SINGAPORE - Retail investors' interest in Singapore Savings Bonds (SSBs) has waned in recent months, likely due to competition from banks offering higher rates for fixed deposits, DBS Group Research said on Thursday morning (July 4).
The total applied amounts for SSBs during May and June were $274.5 million and $275.4 million respectively, down from more than $400 million previously in February, March and April.
At first glance, this drop in demand for SSBs may seem odd, said Eugene Leow, rates strategist at DBS Group Research.
"Interest rates in the US, and consequently Singapore, have been falling as the market starts to price in expectations that the US Federal Reserve will cut interest rates, and the option to lock in higher returns especially compared to savings deposits should entice retail investors," Mr Leow noted.
One plausible reason is saturation in investor appetite, but he said this is unlikely because the amount of outstanding SSBs stands at $5.5 billion, which is still small compared to the total deposit base.
Instead, higher fixed-deposit rates from banks may have contributed to the lower demand for SSBs, Mr Leow said.
Some banks are offering promotional rates ranging from 1.7 to 2 per cent for 12-month Singapore-dollar fixed deposits - above the 1.68 per cent paid by the latest SSB for the first year.
Maybank has been offering a 2 per cent promotional rate since May 1, for its 12-month Singapore-dollar fixed deposits with a minimum of $20,000 deposited.

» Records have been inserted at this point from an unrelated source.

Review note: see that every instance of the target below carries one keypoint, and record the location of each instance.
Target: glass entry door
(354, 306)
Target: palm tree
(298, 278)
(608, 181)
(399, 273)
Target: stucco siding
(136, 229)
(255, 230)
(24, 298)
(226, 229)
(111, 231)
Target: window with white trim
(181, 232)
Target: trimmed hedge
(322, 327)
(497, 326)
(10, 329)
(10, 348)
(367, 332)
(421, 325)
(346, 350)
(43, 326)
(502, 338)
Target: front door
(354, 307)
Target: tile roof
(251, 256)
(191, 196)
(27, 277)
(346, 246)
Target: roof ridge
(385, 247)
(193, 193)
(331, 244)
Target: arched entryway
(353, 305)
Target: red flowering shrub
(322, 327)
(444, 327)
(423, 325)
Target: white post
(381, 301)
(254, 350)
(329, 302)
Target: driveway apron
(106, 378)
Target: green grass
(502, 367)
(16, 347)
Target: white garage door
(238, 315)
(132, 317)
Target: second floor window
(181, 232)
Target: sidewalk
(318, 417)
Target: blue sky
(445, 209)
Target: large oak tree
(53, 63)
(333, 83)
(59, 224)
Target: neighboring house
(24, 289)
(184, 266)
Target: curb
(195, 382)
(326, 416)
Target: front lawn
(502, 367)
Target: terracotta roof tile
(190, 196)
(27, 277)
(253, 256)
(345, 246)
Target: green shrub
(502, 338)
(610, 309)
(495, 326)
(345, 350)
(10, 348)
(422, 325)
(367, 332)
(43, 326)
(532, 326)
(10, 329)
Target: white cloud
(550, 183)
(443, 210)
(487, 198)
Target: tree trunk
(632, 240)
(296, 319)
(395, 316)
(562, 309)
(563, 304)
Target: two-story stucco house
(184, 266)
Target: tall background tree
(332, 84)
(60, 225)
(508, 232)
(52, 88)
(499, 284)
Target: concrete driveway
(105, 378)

Current promotions lasting the month of July include CIMB Bank's 12-month fixed deposits which offers 1.85 per cent for online placements of at least $10,000; UOB's 1.7 per cent rate for a 10-month tenor with at least $20,000; and Standard Chartered's 1.7 per cent rate - or a 1.8 per cent preferential rate for priority-banking customers - for its 12-month fixed deposits with a $25,000 minimum placement.

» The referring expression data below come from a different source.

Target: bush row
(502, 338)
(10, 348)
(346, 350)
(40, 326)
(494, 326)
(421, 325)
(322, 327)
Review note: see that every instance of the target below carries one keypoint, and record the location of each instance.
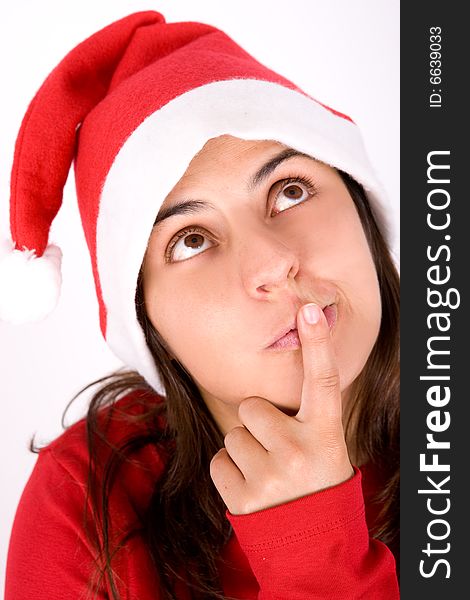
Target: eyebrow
(195, 206)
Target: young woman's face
(267, 232)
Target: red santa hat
(131, 106)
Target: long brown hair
(184, 525)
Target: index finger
(321, 394)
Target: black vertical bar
(435, 269)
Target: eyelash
(306, 181)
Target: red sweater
(315, 547)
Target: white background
(346, 54)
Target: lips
(289, 338)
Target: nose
(267, 263)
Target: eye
(293, 191)
(187, 243)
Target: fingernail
(311, 313)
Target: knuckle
(217, 459)
(234, 435)
(329, 379)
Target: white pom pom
(29, 286)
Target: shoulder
(131, 423)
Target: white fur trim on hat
(29, 285)
(156, 156)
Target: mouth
(289, 339)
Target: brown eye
(293, 191)
(195, 240)
(186, 243)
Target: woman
(219, 202)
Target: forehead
(227, 154)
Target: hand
(273, 458)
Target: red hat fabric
(131, 106)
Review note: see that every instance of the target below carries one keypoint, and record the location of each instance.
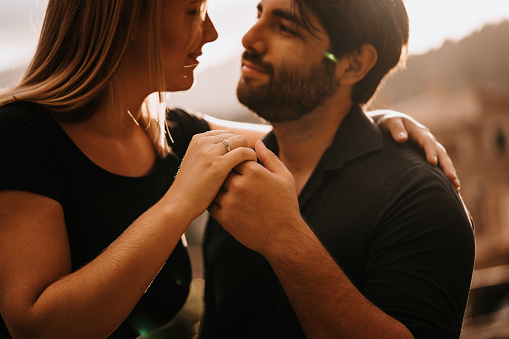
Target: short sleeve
(422, 256)
(30, 151)
(183, 126)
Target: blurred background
(456, 82)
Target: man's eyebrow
(286, 15)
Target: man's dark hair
(351, 23)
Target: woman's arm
(40, 296)
(402, 127)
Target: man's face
(284, 74)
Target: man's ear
(354, 66)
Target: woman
(91, 208)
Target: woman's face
(185, 29)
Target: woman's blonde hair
(75, 65)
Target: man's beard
(290, 93)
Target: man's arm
(260, 210)
(401, 126)
(326, 302)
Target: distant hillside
(479, 59)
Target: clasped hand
(205, 167)
(258, 204)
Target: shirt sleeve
(30, 152)
(183, 126)
(421, 264)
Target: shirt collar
(356, 136)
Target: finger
(269, 160)
(237, 156)
(421, 135)
(396, 127)
(446, 164)
(233, 142)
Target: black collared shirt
(393, 222)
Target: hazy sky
(432, 21)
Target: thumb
(268, 159)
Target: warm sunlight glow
(432, 22)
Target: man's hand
(258, 205)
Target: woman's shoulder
(30, 125)
(23, 113)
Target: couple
(345, 233)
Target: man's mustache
(256, 59)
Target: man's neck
(302, 142)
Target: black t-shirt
(37, 156)
(394, 224)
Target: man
(378, 243)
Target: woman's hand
(206, 165)
(402, 126)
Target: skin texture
(40, 297)
(259, 206)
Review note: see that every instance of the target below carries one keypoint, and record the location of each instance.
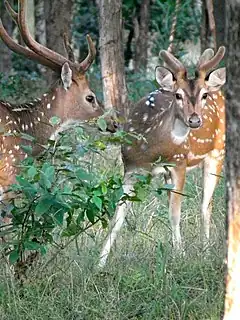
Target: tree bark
(5, 53)
(219, 14)
(111, 55)
(58, 14)
(232, 305)
(142, 36)
(40, 24)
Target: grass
(143, 279)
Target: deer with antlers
(184, 123)
(70, 99)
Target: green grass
(143, 279)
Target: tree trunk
(232, 305)
(40, 27)
(141, 36)
(40, 24)
(5, 53)
(219, 14)
(58, 15)
(111, 54)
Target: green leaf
(27, 137)
(2, 129)
(50, 173)
(43, 205)
(59, 216)
(32, 245)
(83, 175)
(104, 189)
(90, 214)
(104, 223)
(54, 121)
(102, 124)
(14, 256)
(26, 148)
(32, 171)
(71, 230)
(97, 201)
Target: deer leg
(212, 168)
(178, 179)
(117, 221)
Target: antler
(38, 52)
(173, 64)
(12, 45)
(68, 47)
(209, 61)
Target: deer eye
(178, 96)
(90, 98)
(205, 96)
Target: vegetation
(64, 199)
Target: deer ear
(165, 78)
(216, 79)
(66, 76)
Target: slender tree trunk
(5, 53)
(40, 27)
(58, 15)
(40, 24)
(142, 35)
(232, 299)
(219, 14)
(111, 54)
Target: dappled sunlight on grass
(143, 278)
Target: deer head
(71, 97)
(190, 95)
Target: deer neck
(34, 118)
(179, 131)
(174, 128)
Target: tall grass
(143, 278)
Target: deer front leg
(212, 168)
(117, 221)
(178, 179)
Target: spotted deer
(70, 98)
(183, 122)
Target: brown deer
(70, 99)
(184, 123)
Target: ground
(143, 279)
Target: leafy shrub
(63, 192)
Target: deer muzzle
(195, 121)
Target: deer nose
(194, 121)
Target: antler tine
(86, 63)
(213, 62)
(11, 12)
(12, 45)
(68, 48)
(48, 54)
(173, 63)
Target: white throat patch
(180, 132)
(64, 126)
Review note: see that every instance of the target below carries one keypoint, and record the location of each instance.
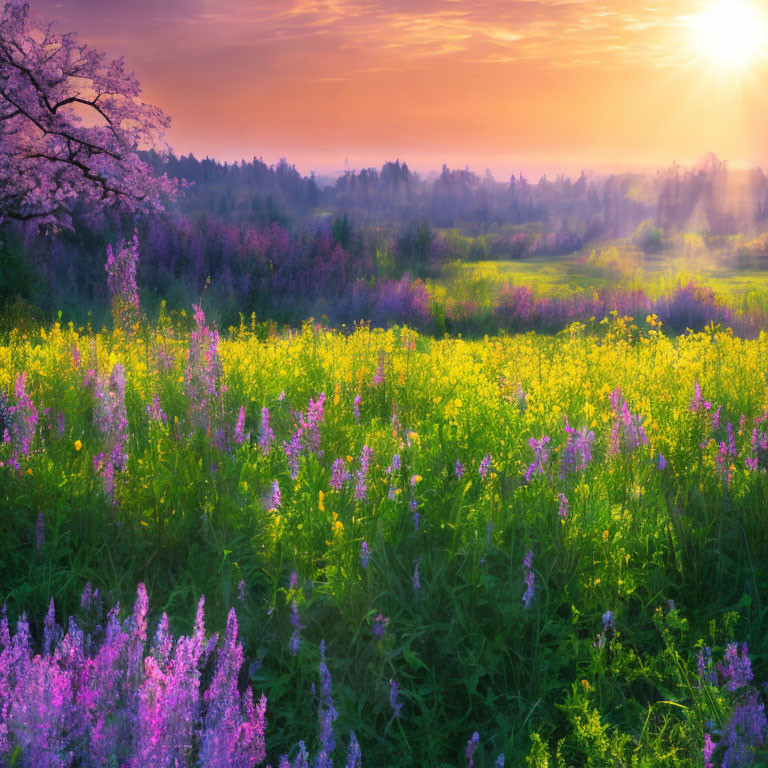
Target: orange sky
(534, 85)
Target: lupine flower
(380, 625)
(745, 732)
(472, 745)
(326, 711)
(628, 433)
(394, 465)
(276, 498)
(23, 418)
(540, 457)
(109, 416)
(361, 488)
(121, 283)
(705, 667)
(307, 435)
(759, 458)
(354, 757)
(356, 407)
(698, 404)
(577, 454)
(266, 435)
(529, 579)
(394, 703)
(203, 374)
(339, 475)
(233, 729)
(154, 410)
(295, 640)
(240, 437)
(709, 748)
(120, 706)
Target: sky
(508, 85)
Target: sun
(731, 34)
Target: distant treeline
(709, 197)
(267, 240)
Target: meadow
(547, 549)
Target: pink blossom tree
(71, 124)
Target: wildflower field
(544, 550)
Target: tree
(71, 124)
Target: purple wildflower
(23, 422)
(121, 283)
(295, 640)
(628, 433)
(394, 465)
(472, 745)
(307, 435)
(698, 404)
(378, 377)
(354, 756)
(705, 667)
(339, 475)
(266, 435)
(709, 748)
(356, 407)
(326, 711)
(737, 667)
(203, 374)
(361, 488)
(529, 579)
(577, 454)
(276, 498)
(394, 691)
(240, 437)
(380, 625)
(154, 410)
(109, 416)
(540, 457)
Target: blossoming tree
(71, 124)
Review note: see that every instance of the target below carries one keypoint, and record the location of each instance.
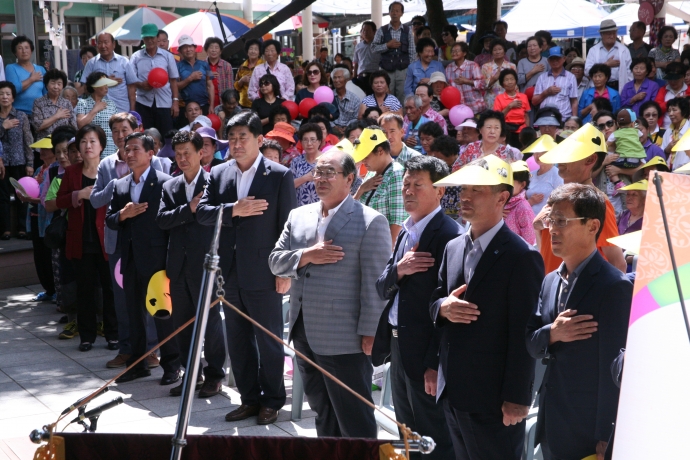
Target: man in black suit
(579, 328)
(189, 242)
(489, 282)
(405, 333)
(257, 196)
(144, 246)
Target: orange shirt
(551, 262)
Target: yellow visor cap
(582, 144)
(367, 142)
(489, 170)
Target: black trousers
(417, 409)
(338, 412)
(93, 273)
(257, 360)
(184, 292)
(154, 117)
(483, 436)
(6, 191)
(43, 259)
(135, 284)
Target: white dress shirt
(135, 189)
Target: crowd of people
(449, 250)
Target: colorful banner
(654, 405)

OCBC is also offering 1.7 per cent for a 12-month Singapore-dollar placement of at least $20,000.
In contrast, the latest SSBs to be issued on Aug 1 will pay 1.68 per cent at the end of its first year - down from last month's 1.93 per cent rate for SSBs issued on July 1. Applications for the Aug 1 SSBs will close on July 26. The minimum investment amount is $500.
The 1.68 per cent interest is "quite low", seeing as savers typically don't place their funds beyond the first year and seek "very short-term" investments, Mr Leow told The Business Times on Thursday.

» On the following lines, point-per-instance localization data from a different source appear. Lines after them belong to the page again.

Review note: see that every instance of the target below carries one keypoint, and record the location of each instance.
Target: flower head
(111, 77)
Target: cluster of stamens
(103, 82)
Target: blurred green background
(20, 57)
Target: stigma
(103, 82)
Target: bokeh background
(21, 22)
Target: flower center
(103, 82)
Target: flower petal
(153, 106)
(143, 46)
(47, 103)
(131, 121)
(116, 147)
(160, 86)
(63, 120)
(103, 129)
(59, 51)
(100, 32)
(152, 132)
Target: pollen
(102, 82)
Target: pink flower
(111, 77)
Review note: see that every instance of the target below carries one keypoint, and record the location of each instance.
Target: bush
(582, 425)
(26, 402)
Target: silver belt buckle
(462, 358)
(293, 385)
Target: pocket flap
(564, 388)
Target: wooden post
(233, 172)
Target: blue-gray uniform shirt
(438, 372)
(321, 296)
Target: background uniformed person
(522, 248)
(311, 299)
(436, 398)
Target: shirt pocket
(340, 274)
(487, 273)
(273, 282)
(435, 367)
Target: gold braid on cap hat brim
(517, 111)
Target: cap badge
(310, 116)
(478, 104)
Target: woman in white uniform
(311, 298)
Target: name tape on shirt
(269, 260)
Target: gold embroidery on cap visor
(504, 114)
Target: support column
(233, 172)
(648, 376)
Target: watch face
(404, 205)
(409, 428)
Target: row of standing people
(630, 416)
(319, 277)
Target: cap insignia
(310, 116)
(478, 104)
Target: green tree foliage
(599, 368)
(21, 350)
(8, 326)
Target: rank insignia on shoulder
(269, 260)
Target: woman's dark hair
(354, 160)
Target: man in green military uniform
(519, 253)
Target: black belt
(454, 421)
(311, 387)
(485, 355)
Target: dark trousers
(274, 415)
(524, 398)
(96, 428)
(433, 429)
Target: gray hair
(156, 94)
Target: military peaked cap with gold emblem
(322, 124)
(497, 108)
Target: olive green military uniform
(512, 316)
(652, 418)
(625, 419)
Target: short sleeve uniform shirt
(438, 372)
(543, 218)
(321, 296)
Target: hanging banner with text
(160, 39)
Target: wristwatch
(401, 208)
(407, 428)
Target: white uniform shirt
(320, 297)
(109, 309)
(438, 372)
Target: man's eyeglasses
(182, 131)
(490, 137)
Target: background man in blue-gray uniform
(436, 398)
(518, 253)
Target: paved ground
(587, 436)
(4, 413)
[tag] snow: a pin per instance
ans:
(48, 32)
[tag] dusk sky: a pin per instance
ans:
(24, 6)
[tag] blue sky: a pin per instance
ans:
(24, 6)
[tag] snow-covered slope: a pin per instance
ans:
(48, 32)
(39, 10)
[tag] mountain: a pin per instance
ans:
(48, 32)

In the coming months, demand for SSBs could ease further if short-term yields continue to fall below 2 per cent, which appears to be a key hurdle rate for investors, he said.
"Savers are quite savvy; I've heard of professional fixed-deposit rollers who go from one bank to another" in search of higher fixed-deposit rates, Mr Leow added.
As banks sought funding, the amount of fixed deposits has increased by $13 billion since the start of the year, he pointed out.
"Tightness in the banking system is also reflected in the widening spread between the six-month swap offer rate, or SOR, and the six-month Sibor (Singapore Interbank Offered Rate)," he said.
Since end-May, the six-month SOR has fallen by 28 basis points, in part reflecting the Fed rate cut expectations in the immediate few months. In comparison, Sibor has been practically unchanged.